A representative for ESD declined to comment, and a representative for Vornado did not immediately respond to a request for comment. 

ESD’s general project plan outlines how it will fund the redesign of Penn Station through the construction of 10 new office buildings in the area surrounding the historic transit hub. By selling the development rights of those assets and collecting payments in lieu of taxes on the newly constructed properties, ESD claims it will collect $4.1 billion to upgrade the station. 

But the suit criticized ESD for failing to lay out how the general project plan would actually cover the state’s share of the ​​$7.5 billion price tag. It also claimed that ESD violated New York state law when it separated the environmental review of the general project plan from the review of the entire redesign of Penn Station to hurry up the approval process.

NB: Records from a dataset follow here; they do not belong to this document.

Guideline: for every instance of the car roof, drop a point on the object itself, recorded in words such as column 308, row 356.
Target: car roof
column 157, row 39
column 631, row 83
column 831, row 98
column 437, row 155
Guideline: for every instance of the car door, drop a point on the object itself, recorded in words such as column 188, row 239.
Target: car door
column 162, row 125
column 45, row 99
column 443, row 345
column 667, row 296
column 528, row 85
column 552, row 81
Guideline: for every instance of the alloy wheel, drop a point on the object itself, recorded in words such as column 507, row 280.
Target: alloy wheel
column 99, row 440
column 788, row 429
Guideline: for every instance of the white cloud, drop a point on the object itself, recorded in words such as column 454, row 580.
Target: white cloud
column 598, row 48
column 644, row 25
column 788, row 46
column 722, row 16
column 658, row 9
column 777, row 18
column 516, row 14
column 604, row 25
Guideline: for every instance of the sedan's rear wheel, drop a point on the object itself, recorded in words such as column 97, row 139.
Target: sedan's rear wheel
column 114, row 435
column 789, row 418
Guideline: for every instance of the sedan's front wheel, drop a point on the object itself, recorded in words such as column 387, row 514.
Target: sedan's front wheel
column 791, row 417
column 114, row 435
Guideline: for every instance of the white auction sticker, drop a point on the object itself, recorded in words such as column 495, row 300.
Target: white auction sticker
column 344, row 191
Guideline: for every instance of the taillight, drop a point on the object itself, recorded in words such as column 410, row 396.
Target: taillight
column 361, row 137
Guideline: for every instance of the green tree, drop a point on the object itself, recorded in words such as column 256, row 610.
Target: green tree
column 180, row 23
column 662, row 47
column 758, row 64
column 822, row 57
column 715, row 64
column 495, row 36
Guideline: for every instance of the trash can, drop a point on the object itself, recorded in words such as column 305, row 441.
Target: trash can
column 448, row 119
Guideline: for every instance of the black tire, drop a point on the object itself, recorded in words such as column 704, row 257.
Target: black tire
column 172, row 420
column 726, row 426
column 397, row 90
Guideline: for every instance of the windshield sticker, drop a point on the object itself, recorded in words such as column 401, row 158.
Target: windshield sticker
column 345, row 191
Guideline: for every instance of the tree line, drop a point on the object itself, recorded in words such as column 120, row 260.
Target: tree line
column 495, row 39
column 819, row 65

The complaint slams Vornado — which owns five of the eight sites likely to be redeveloped around the station — for playing a “dominant role” in the creation of the general project plan. A brief set to be filed in court and shared with CO claimed Vornado executives and ESD officials exchanged more than 1,000 emails over the development, and Vornado split the costs with ESD to hire the consultants and lawyers who worked on the general project plan.

Steven Roth’s Vornado expects to benefit from the general project plan, as it would allow the firm to build up to 18.3 million square feet of office space and 1,256 apartments and secure a tax break of as much as $1.2 billion

The suit isn’t the first time the plan’s funding has been called into question. A week before ESD approved the general project plan, a report from the watchdog group Reinvent Albany claimed that it fell about $3 billion short of the funds required.